Crystal: Bem, ela é uma aristocrata. Ela é a Dama Helen. Gostaria de ter estado lá quando ela estava trabalhando [na dublagem]. Ela é simplesmente fantástica. Ela entende. Ela é uma ótima atriz, então é fácil. Mesmo como uma mulher estranha animada, ou o que quer que ela seja, há um ar de realeza e sua voz é perfeita. Foi uma ótima escolha de elenco.

O que costumava assustá-los debaixo da cama ou no armário?
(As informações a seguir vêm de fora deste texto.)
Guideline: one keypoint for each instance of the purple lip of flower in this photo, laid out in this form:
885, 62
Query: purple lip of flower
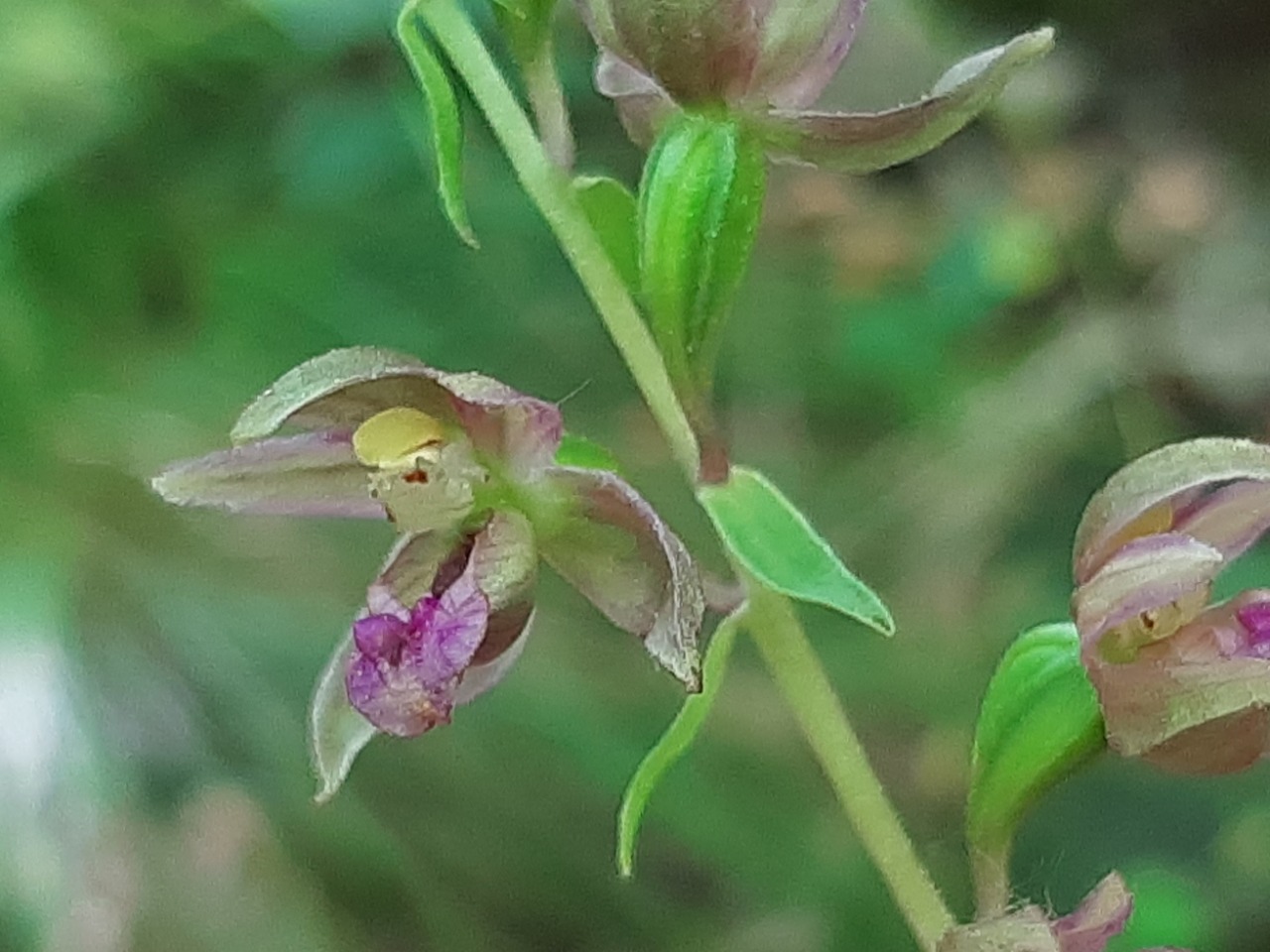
405, 669
1255, 619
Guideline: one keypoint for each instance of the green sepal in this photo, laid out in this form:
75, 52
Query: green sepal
447, 132
772, 540
1038, 724
699, 200
675, 743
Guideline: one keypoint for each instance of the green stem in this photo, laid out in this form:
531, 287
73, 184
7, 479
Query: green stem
991, 874
552, 191
802, 678
775, 627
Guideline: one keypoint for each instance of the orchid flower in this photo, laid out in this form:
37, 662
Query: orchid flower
1183, 683
1100, 916
769, 61
463, 467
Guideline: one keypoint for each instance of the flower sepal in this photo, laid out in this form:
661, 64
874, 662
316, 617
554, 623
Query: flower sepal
1184, 684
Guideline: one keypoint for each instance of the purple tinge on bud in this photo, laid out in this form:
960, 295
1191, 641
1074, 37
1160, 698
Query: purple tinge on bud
407, 666
770, 60
1184, 684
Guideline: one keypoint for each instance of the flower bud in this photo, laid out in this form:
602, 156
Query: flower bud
699, 202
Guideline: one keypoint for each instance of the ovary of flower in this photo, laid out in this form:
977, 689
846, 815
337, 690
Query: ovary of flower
421, 475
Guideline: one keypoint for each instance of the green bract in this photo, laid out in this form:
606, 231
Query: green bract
1039, 721
675, 743
774, 542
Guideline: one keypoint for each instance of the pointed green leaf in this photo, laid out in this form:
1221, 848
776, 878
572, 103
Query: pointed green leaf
610, 208
1039, 721
675, 743
526, 26
584, 453
447, 134
775, 542
336, 731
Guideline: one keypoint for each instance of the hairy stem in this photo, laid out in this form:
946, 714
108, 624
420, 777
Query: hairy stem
802, 679
550, 189
774, 625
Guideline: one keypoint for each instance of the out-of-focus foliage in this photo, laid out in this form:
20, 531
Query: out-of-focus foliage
939, 365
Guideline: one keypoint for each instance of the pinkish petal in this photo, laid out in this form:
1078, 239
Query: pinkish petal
312, 474
1101, 915
1159, 479
1229, 520
343, 389
643, 105
792, 73
1196, 702
620, 555
454, 622
1150, 584
380, 635
336, 731
522, 430
860, 143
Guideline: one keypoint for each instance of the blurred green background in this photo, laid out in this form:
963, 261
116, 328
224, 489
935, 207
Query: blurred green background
939, 363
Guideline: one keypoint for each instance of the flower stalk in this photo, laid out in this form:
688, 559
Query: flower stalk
806, 687
549, 188
774, 624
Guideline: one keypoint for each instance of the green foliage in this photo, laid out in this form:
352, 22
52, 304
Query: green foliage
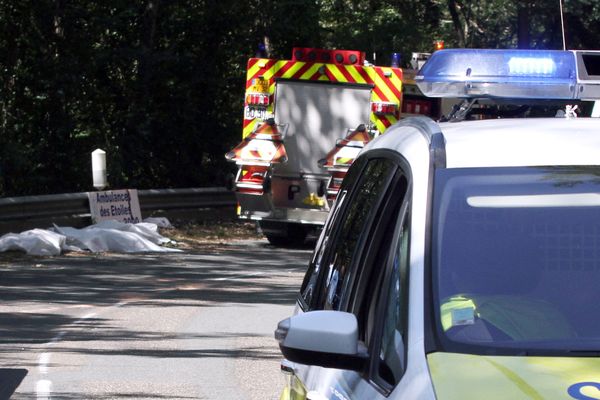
159, 84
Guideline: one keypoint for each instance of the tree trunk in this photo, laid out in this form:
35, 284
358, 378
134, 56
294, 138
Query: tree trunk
458, 28
523, 39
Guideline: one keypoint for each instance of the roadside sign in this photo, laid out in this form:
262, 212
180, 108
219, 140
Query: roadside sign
121, 205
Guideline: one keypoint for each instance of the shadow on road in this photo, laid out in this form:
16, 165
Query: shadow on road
10, 379
246, 273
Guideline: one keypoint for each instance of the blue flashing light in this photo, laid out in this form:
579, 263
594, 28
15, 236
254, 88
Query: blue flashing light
469, 73
396, 60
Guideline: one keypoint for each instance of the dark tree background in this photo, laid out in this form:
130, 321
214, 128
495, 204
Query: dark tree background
158, 84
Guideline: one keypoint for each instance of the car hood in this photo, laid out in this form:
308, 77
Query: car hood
465, 376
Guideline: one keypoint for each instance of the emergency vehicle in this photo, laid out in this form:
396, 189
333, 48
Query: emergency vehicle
295, 112
461, 260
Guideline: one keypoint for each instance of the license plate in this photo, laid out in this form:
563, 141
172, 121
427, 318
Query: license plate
252, 112
260, 86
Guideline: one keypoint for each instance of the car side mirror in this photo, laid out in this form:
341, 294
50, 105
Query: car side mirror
325, 338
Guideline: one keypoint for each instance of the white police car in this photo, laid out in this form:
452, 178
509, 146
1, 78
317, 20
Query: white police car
462, 260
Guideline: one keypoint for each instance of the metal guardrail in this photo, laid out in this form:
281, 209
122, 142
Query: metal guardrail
72, 209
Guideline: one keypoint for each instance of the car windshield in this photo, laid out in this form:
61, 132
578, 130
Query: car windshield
516, 259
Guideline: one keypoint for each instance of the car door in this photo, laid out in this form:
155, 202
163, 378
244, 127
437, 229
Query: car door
360, 263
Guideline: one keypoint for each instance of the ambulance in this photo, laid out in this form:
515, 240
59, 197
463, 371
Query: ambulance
461, 260
296, 114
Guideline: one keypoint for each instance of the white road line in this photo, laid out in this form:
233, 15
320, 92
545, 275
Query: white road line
43, 387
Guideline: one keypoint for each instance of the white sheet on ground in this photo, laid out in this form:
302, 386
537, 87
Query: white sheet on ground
110, 236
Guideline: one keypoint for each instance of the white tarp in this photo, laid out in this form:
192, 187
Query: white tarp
110, 236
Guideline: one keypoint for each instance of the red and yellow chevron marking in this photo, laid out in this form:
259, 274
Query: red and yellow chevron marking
386, 82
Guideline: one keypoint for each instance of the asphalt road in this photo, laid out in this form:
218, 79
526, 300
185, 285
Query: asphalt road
193, 325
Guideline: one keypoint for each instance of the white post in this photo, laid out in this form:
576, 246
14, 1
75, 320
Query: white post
99, 169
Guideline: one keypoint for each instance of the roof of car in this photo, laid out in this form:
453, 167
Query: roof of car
522, 142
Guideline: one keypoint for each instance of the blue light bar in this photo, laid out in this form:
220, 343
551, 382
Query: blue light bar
522, 74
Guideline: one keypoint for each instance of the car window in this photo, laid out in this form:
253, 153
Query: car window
309, 288
352, 225
392, 350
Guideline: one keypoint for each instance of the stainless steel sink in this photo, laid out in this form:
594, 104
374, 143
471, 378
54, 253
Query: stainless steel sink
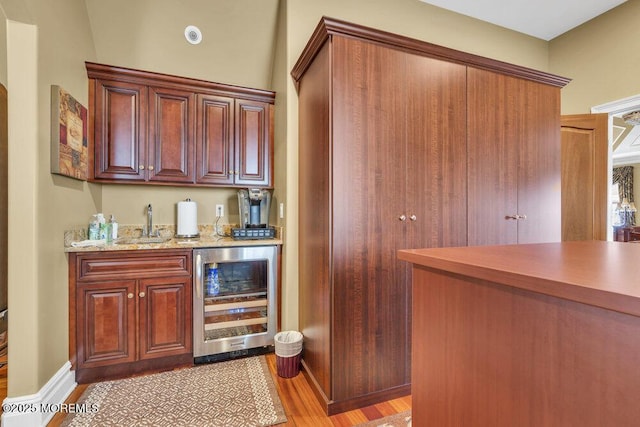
141, 240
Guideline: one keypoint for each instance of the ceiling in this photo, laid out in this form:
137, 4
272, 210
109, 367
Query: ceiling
543, 19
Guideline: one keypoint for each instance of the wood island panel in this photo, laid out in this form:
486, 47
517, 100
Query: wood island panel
526, 335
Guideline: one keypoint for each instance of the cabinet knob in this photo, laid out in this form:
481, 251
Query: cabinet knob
516, 217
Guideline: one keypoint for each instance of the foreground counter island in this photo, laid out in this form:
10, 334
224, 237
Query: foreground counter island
526, 335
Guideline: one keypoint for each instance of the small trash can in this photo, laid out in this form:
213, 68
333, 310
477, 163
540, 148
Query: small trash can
288, 353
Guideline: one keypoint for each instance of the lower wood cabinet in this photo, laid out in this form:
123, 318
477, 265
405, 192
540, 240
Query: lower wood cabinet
129, 312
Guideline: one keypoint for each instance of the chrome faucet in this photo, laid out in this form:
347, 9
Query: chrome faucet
149, 230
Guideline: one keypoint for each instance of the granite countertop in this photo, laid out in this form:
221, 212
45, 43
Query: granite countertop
207, 239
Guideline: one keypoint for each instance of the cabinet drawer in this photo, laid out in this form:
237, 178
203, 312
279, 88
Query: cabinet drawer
112, 265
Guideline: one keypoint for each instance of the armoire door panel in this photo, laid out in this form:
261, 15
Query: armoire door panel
368, 188
120, 131
215, 140
539, 175
436, 196
495, 129
171, 126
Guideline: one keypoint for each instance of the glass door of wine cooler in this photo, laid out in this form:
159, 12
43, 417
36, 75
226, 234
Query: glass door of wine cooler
234, 302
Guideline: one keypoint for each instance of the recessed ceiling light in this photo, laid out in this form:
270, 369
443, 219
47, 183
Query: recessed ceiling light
193, 34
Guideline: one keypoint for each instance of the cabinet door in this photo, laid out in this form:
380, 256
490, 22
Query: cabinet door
369, 346
171, 128
215, 140
514, 160
436, 153
165, 324
106, 323
495, 131
120, 131
253, 151
539, 172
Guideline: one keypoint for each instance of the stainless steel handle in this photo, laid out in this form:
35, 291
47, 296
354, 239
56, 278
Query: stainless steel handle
198, 275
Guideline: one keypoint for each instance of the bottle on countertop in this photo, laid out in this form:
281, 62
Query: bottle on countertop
114, 227
94, 228
103, 227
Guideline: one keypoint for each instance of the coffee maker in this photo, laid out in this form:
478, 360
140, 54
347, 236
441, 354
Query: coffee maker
254, 205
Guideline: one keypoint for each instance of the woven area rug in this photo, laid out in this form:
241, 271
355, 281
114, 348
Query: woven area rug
403, 419
235, 393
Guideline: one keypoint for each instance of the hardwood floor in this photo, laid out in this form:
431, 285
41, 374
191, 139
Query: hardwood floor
299, 403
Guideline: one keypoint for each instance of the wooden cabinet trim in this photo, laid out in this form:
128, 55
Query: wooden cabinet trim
329, 27
109, 266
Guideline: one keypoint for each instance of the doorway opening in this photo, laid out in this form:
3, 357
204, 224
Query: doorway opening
619, 131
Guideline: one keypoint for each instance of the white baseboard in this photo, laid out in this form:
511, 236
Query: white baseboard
36, 410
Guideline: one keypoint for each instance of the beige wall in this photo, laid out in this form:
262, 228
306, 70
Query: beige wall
601, 58
251, 43
46, 44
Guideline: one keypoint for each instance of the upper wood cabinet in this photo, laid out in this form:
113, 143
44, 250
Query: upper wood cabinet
234, 141
162, 129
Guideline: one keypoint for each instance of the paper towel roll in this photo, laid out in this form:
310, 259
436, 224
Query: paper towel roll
187, 219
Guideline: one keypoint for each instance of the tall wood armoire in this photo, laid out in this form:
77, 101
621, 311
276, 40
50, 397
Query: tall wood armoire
385, 126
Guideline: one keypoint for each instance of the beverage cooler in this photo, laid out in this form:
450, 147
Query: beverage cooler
235, 304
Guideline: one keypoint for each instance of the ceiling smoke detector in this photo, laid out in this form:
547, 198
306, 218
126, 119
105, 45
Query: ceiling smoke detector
193, 34
632, 118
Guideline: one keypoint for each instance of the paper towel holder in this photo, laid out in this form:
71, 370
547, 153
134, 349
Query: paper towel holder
187, 228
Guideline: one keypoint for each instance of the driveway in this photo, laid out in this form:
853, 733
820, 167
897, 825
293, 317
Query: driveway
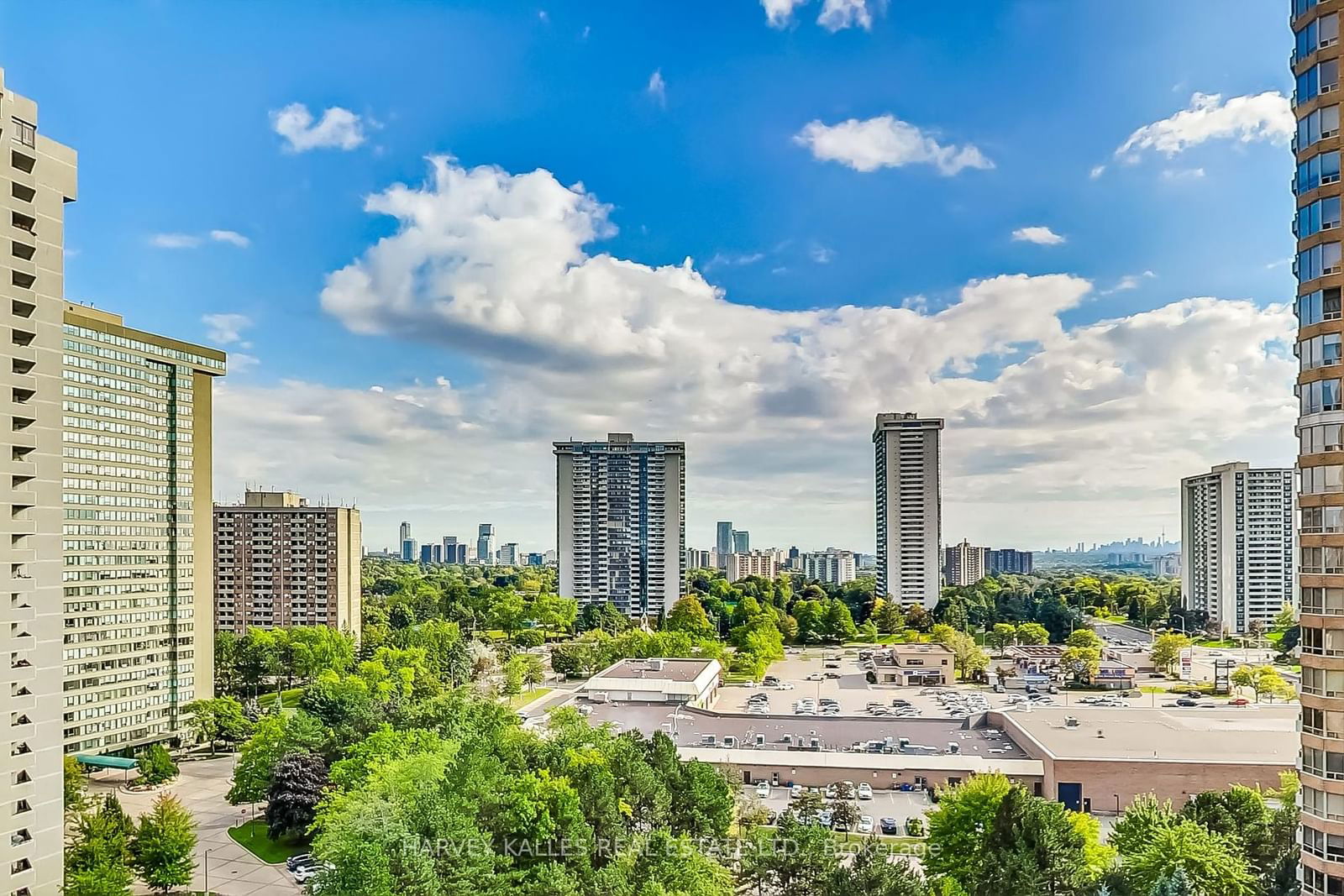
201, 786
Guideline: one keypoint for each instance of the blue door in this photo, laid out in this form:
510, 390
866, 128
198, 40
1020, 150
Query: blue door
1072, 795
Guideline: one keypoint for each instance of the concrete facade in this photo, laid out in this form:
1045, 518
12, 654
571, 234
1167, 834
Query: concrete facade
39, 179
136, 490
280, 562
622, 523
909, 503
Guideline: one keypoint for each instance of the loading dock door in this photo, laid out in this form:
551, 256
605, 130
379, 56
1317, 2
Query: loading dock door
1072, 795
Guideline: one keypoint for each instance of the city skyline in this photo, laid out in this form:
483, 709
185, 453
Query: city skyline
978, 271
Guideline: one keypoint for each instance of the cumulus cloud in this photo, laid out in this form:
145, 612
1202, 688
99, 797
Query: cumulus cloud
336, 129
1043, 419
230, 237
225, 329
886, 141
1267, 116
658, 87
779, 13
1039, 235
837, 15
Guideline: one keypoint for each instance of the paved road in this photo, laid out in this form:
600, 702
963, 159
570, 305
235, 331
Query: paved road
201, 786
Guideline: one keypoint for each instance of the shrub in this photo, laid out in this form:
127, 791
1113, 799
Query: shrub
156, 765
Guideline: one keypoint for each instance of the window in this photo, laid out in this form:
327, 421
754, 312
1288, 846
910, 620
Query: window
1319, 305
1319, 351
24, 134
1321, 168
1321, 396
1317, 261
1324, 214
1317, 125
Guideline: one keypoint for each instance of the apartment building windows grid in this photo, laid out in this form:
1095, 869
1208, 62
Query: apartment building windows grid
1320, 488
909, 506
622, 523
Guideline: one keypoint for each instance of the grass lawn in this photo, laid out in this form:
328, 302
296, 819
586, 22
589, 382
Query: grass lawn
253, 837
528, 696
288, 699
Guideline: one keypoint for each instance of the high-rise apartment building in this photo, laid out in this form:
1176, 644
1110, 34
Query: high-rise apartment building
1010, 560
486, 543
723, 542
743, 563
1316, 147
38, 181
454, 551
280, 562
965, 564
831, 566
906, 463
1236, 533
622, 523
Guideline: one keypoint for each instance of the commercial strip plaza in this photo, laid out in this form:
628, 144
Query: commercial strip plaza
1090, 758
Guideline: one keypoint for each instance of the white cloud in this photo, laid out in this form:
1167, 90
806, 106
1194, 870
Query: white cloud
225, 329
1043, 419
336, 129
1267, 116
1183, 174
837, 15
658, 87
230, 237
1039, 235
886, 143
779, 13
1129, 281
174, 241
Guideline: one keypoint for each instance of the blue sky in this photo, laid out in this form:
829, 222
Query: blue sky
1088, 430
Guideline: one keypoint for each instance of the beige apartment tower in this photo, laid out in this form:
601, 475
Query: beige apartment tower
1320, 495
280, 562
136, 493
909, 501
39, 179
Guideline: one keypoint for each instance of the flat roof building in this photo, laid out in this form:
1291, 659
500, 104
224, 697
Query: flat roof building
622, 523
280, 562
689, 681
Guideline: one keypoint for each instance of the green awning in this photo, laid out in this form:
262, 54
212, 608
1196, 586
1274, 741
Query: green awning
105, 762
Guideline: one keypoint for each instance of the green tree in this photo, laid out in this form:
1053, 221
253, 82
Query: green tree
156, 765
165, 844
689, 616
218, 719
1032, 633
297, 785
1084, 638
1209, 860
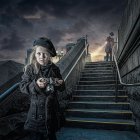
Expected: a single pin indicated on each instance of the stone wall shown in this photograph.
(128, 55)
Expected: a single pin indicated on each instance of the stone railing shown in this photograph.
(128, 55)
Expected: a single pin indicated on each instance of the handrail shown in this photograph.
(75, 64)
(118, 71)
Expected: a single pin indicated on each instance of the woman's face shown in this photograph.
(42, 56)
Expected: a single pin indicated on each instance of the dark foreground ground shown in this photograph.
(90, 134)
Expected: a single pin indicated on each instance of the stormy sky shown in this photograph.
(63, 21)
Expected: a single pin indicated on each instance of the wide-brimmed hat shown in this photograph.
(45, 42)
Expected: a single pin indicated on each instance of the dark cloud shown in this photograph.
(60, 20)
(12, 43)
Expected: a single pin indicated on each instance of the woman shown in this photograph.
(41, 81)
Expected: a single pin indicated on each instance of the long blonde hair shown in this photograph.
(33, 61)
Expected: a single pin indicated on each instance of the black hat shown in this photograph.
(45, 42)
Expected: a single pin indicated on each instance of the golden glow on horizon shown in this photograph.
(99, 53)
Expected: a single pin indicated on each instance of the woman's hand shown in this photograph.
(58, 82)
(41, 82)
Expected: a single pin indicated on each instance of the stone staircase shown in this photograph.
(93, 105)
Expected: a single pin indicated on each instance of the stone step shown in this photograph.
(99, 92)
(97, 87)
(96, 71)
(95, 123)
(98, 67)
(99, 63)
(98, 98)
(96, 82)
(98, 105)
(97, 78)
(99, 113)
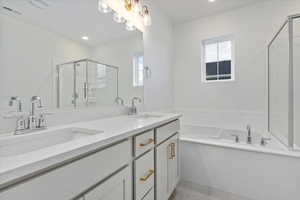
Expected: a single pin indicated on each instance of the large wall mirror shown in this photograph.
(68, 53)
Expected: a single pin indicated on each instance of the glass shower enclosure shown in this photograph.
(86, 83)
(284, 83)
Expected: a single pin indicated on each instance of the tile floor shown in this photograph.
(187, 194)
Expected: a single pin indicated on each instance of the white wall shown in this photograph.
(158, 51)
(252, 27)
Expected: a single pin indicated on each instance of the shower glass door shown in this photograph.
(279, 85)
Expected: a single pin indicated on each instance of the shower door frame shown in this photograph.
(291, 132)
(74, 65)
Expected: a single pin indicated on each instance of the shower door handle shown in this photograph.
(85, 90)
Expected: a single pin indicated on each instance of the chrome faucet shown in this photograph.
(133, 108)
(32, 119)
(249, 137)
(18, 100)
(119, 101)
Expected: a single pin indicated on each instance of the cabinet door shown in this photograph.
(167, 174)
(173, 163)
(163, 154)
(117, 187)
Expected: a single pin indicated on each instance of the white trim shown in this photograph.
(135, 70)
(203, 64)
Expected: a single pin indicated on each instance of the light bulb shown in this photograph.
(147, 20)
(147, 17)
(130, 26)
(118, 18)
(137, 7)
(103, 6)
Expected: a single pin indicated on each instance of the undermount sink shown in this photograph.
(22, 144)
(147, 116)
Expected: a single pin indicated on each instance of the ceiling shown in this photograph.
(70, 18)
(184, 10)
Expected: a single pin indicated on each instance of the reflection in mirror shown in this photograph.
(69, 54)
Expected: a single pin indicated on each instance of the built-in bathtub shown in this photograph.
(250, 171)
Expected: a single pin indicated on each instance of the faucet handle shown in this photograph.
(263, 141)
(248, 127)
(237, 138)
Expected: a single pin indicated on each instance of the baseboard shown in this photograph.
(190, 187)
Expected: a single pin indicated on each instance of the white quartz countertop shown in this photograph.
(114, 129)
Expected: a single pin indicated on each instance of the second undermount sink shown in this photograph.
(147, 116)
(22, 144)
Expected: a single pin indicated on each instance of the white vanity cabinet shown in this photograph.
(167, 162)
(70, 180)
(141, 167)
(117, 187)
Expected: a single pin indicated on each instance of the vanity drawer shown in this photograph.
(166, 131)
(144, 174)
(70, 180)
(143, 142)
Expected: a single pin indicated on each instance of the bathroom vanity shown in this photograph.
(130, 157)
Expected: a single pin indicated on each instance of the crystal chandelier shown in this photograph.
(132, 13)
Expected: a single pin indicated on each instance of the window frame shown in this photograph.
(203, 56)
(134, 71)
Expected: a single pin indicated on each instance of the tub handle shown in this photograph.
(264, 140)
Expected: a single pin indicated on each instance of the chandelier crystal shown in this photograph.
(133, 13)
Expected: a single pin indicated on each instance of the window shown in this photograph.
(218, 62)
(138, 70)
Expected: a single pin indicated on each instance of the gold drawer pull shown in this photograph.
(173, 150)
(150, 173)
(149, 141)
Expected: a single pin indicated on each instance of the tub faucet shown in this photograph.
(19, 102)
(249, 137)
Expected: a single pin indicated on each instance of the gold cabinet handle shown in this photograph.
(149, 141)
(149, 174)
(173, 150)
(169, 150)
Crystal: Minha tinha Sheila era assustadora! Ela colocava um guardanapo na boca e dizia "Você tem algo no rosto, querido. Deixe-me coçá-lo para você. Me deixe massagear a sua bochecha". Eu ainda não gosto do escuro, apesar de que aprendi a sorrir nele. O desconhecido sempre foi um pouco assustador, quando você pensa a respeito dessas coisas, especialmente conforme vai envelhecendo. Nossa, isso ficou pesado.
Goodman: Eu tinha medo do Frankenstein fugindo do moinho. Ele me assustava muito.
Crystal: Oh, e então Psicose foi lançado. O senhor Hitchcock sabia o que estava fazendo. Até hoje, ainda é assustador. É a música, a iluminação e a forma como foi filmado. É tudo isso. É simplesmente genial.
Goodman: Em amo esses filmes [de monstros] da Universal, especialmente quando eles trocam e Bela Lugosi fazia Frankestein, pois não dava certo. Simplesmente não funcionava.